My doctor is (thank Gawd) a woman and she is super-duper nice. She makes everything seem less awkward than it really is (which is MEGA awkward-sea turtle). After she did the standard ear check (and I thanked Johnson and Johnson: A Family Company for mass-producing Q Tips so I could clean my ears that morning), it was time for... er... well, you know.

She had to check everywhere. And I mean everywhere. At least this time wasn't as humiliating and pride-decapitating as last time. This time she didn't have to check everywhere. Which is really contradicting itself. Let's all use italics.

So while I was laughing my head off because I am so so tickle-ish, I was wondering: what is up with the stereotype (fear, humiliation) that goes along with a visit to the doctor's? Is that because it's true? Are the magazines in the waiting room really that obnoxious?

So I pondered, and pondered, and pondered. Maybe it's because most sane people (like me) are embarrassed to strip in front of people they see once or twice a year. Or maybe it's because shots, especially the finger prick, are scary.

But maybe, for kids, it's scary because they have to talk about the changes in their bodies.

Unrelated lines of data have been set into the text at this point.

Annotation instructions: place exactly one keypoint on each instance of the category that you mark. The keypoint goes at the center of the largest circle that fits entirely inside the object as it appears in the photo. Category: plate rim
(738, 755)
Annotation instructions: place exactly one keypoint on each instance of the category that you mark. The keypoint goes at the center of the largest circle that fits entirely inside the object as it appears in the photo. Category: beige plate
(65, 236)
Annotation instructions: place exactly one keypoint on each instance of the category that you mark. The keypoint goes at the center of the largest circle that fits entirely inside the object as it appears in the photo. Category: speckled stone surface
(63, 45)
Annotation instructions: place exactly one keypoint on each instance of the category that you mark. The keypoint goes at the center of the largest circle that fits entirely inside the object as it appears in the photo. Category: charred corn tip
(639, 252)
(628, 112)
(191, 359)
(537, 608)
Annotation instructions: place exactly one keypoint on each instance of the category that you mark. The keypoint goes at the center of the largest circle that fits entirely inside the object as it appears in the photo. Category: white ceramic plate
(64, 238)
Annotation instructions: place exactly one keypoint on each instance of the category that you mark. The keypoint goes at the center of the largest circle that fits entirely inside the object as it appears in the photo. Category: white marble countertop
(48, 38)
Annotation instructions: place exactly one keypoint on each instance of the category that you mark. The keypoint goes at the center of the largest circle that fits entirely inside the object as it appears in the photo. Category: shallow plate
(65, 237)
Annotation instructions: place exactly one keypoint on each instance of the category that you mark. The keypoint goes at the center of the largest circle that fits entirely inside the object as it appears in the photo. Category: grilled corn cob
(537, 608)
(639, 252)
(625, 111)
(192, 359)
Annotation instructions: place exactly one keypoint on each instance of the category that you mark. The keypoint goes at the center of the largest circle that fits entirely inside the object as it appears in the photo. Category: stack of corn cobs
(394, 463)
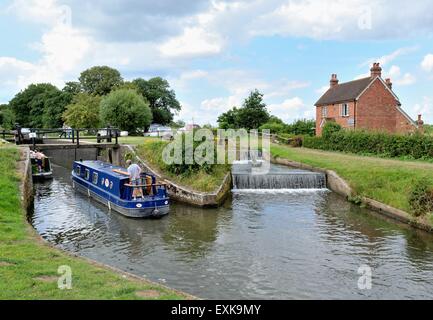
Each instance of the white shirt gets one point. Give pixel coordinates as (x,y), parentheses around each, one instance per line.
(134,171)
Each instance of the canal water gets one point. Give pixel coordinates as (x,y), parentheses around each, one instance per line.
(259,245)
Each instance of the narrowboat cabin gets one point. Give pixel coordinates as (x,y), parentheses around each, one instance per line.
(110,186)
(41,166)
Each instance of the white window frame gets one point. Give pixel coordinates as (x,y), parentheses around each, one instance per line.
(324,111)
(343,107)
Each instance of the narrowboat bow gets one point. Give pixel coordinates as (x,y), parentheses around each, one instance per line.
(110,186)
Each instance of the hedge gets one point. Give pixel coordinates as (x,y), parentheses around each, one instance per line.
(415,146)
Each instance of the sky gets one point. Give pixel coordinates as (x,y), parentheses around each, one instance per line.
(213,53)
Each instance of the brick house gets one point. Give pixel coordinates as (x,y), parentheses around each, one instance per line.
(368,103)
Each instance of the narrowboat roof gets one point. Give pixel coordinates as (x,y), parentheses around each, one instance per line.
(105,167)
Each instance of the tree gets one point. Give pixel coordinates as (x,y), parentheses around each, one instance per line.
(302,127)
(83,112)
(100,80)
(126,109)
(54,106)
(252,115)
(29,104)
(253,112)
(72,87)
(7,117)
(177,124)
(162,99)
(228,120)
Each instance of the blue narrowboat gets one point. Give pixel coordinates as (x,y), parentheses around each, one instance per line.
(110,186)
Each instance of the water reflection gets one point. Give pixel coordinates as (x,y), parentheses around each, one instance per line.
(258,245)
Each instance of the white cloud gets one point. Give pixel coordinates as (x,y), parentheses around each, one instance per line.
(386,59)
(193,42)
(397,78)
(427,63)
(292,109)
(425,108)
(322,90)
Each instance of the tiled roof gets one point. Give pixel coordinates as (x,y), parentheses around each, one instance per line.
(344,92)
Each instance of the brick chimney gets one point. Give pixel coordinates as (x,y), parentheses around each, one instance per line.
(420,122)
(389,83)
(376,70)
(334,81)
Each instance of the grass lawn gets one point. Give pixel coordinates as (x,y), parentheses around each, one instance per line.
(384,180)
(151,151)
(28,267)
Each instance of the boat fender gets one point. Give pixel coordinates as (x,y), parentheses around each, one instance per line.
(155,213)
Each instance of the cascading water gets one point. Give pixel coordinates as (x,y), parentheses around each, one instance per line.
(278,177)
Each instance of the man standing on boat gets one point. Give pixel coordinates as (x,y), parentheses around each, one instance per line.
(134,172)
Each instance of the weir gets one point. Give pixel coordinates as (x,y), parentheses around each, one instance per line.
(278,177)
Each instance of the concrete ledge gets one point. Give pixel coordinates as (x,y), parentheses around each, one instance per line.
(340,186)
(183,194)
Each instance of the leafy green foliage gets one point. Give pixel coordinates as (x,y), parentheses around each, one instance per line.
(100,80)
(7,117)
(187,169)
(162,99)
(297,128)
(152,150)
(421,198)
(72,87)
(302,127)
(415,146)
(126,109)
(228,120)
(330,128)
(54,106)
(83,112)
(252,115)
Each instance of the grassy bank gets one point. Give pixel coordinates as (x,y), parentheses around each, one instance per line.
(28,266)
(151,150)
(384,180)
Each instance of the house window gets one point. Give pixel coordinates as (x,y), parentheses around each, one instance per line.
(344,110)
(324,111)
(95,178)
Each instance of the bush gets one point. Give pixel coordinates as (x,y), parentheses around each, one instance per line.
(330,128)
(415,146)
(274,127)
(296,142)
(186,169)
(421,198)
(302,127)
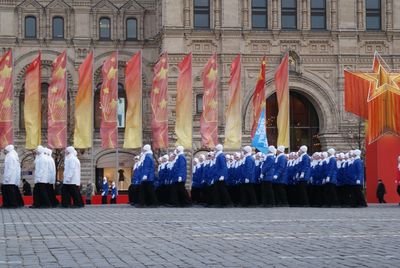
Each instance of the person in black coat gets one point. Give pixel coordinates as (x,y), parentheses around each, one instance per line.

This year, Frankie wanted a male doctor because last year the doctor had to poke and prod his... well then.

Not to blame everything on reality TV, but I think that the media has portrayed check-ups that way. Anyone remember the SpongeBob episode where SpongeBob was scared to go to the doctor's office? Didn't Patrick tell him something about the magazines in the waiting room? But SpongeBob went, and the doctor healed his illness in a musical sequence, and he gave SpongeBob and a big lollipop! SpongeBob has all the luck.

But simply, going to the doctor's is to make sure you're on the right track. I always skip out of the doctor's office feeling blessed that I'm 100% healthy.

What do you guys think? Is the doctor's office to fear or not to fear?
p.s. i am overflowing with post ideas these days, so be braced for a posting hurricane.